Researchers have been trying for years to develop PKC-specific inhibitors that are isozyme selective. Various approaches have led to development of ATP-competitive small molecules (targets the catalytic domain) [180], activators and inhibitors that mimic DG-binding (targets C1 domain) [181], and protein–protein interactions between regulatory region and RACK [182].

PKC modulation in human diseases has shown great promise but sadly, clinical trials’ results have been disappointing. Trials include transplantation clinical trial [183], bipolar disorder trials [184], oncology trials [185], diabetic trials [186], and cardiovascular trials [187]. The major challenges in clinical application of PKC modulators are due mainly to unforeseen adverse reactions, inadequate therapeutic effect, insufficient preclinical studies, absence of blood biomarkers, and lack of selectivity (PKC inhibitors also affect other kinases). Table 2 provides a summary of clinical trials with PKC regulators in human diseases.

Table 2 Table showing summary of clinical trials of PKC regulators in various human diseases

With all the excitement around PKC as targets for drug development, both academic and pharmaceutical efforts have failed to produce a single new drug that specifically targets PKC.

A future direction for drug development has been linked to post-translational modification of PKC, based upon secondary messenger-dependent activation. These modifications include tyrosine nitration, tyrosine phosphorylation, N-acetylglucosamine O-linked (O-GlcNAc) to serines and threonines of cytosolic and nuclear proteins, oxidation of cysteine rich domain within the C1 domain, and proteolytic cleavage of the enzyme at the hinge region between the catalytic and the regulator halves [203].

Post-translational modification represents a ubiquitous and essential device for control of protein activity, localization, stability, and protein–protein interaction. The importance of this is further emphasize by the fact that covalent post-translational modification, namely serine/threonine phosphorylation of PKC along with binding of PKC to the lipid second messenger diacylglycerol, is recognized as two equally important mechanisms that regulate

PKC activity [204]. About 100 mammalian proteins, including signalling components, metabolic enzymes, and transcription factors, have been identified that carries this modification [205, 206]. However, while the modification has been known for over 30 years, and provides an alternative means of PKC activation which may play a role in disease states, no pharmacological agents have been developed yet based on second messenger-independent activation of PKC.

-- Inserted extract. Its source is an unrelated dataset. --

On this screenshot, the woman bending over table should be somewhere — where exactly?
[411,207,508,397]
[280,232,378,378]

The PKC family still remains a desirable target for drug development. Biomarkers for specific PKC activity will play a major role for future success in developing drugs for PKC-mediated disease. There is also the need for greater and efficient drug development practices and adequate preclinical studies.

Conclusion

In conclusion, this review provides a comprehensive description of the structure, functions, and distribution of PKCs in the healthy and diseased heart with some emphasis on human heart. The study further focuses mainly on their regulation and roles in the normal healthy heart and, more so, their involvement in the development of heart failure. The regulation of the different isozymes of PKC by pharmaceutical agents may have potential benefits in the treatment of heart failure, thereby promoting a better quality of life for the patients.